Exigir que en Colombia y en el mundo sean devueltos todos los desaparecidos que yacen en fosas comunes y rondan incesantes como almas en pena en la memoria, en los sueños y en la vida de todos aquellos que los aman, no es más que repetir el acto de Antígona y de las suplicantes, porque en la repetición hay siempre algo incomprendido, algo no resuelto, algo que presiona para recobrar su sentido. Tanto en el mundo entero como en Colombia, las suplicantes seguirán en las plazas de las ciudades y los pueblos reclamando los desaparecidos por los señores de la guerra. Será una repetición, un clamor eterno, un grito hasta que ellos puedan reposar en el jardín de los muertos, y sus madres, hermanas, hijas y compañeras puedan guardarlos amorosamente en su memoria.
1El término hebreo Shoah o Shoá significa literalmente catástrofe y se usa para referirse al Holocausto.
2Marta Cecilia Vélez Saldarriaga, Las vírgenes energúmenas, Medellín, Universidad de Antioquia, 2022.
1. La noche
Como una rúbea rueda,
ombligo, venas, arterias.
Como centro bermejo,
menstruación, útero, placenta.
La vida encarnada gira abriéndose,
círculo rojo,
cordón umbilical, flujos, sangre,
¡roja!
Como un anillo rojo que gira
¡Fuego!
A punto de enlazar
¡Humo!
Una llama que lame
¡Ahogo!
Aro que cerca
¡Asfixia!
Cenizas.
La vida arrojada.
Rojo que obnubila la mirada.
La muerte, ¡flama roja!
¡Llama!, llama.
Ella, en la repetición del círculo, nudo alrededor del cuello, nudo también en la garganta y nudo, así mismo, estrangulando las palabras, se dejó mecer por el viento. Otras ya habían sucumbido al mismo nudo y al mismo silencio. Ella, ahora todas, yace suspendida en el vértigo mortal, lazo trenzado al cuello, en el vértigo mortal del silencio de la historia como nudo, como ahogo.

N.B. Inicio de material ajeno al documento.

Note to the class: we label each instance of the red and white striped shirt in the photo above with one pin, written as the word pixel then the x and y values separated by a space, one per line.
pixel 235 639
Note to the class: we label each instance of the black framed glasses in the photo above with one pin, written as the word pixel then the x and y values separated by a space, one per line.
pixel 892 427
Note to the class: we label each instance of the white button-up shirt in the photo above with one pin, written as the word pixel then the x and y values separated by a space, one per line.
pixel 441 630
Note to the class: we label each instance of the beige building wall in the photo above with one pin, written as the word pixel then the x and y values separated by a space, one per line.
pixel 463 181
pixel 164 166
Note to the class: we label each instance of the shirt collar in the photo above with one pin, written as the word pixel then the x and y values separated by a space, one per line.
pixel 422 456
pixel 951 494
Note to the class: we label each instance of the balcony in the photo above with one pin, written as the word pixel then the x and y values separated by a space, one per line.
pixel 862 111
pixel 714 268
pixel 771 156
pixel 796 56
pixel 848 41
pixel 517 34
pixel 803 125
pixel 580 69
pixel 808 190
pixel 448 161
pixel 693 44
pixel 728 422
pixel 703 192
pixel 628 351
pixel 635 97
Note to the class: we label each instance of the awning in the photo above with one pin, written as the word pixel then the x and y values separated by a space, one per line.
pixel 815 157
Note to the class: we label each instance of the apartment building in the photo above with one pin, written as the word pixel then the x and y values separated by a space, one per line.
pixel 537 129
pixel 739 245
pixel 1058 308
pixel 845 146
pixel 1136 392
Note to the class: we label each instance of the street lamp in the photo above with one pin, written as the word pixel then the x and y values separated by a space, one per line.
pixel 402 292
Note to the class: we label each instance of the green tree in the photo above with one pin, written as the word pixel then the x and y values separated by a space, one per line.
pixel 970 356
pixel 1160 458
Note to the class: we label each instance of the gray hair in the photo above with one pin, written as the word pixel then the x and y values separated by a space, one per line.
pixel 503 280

Él se arrancó los ojos para borrar de su cuerpo las huellas de su pasión. Dejó que sus cuencas vaciadas fueran lagos de sangre coagulada. Y allí, rojas sobre rojo oscurecido, las imágenes: sus miradas, el arco labial de su risa y sus besos rodando por su cuerpo, ¡lengua! Rojas sobre rojo oscurecido, las visiones detenidas de sus cuerpos enlazados, nudo también ellos.
Ellos, cerca del abismo de sus ojos, absortos en las imágenes coaguladas, ídolos también ensombrecidos, cantan el vacío, el vértigo. Sus murmullos hacen eco a los gritos del recién enceguecido, sus plegarias son lamentos y las palmas de sus manos oscurecen el horror en su mirada: auguran su ruina y presienten la partida. Ellos entonan dolidos y aterrados los ayes inútiles frente al maldito. Ya no cantan, callan; ya no plañen, asisten inmóviles al destino, lo ven acercarse en las maldiciones pronunciadas por el asesino.
Ella pende de un lazo, de un lienzo, o quizá solo está en un columpio: va y viene, entre el cielo y la tierra ondea suspendida de una cuerda. No, ella es un péndulo, de un extremo a otro es mecida por el ritmo del viento en el cuerpo. Verticalmente oscila. Entonces, ella es el tiempo.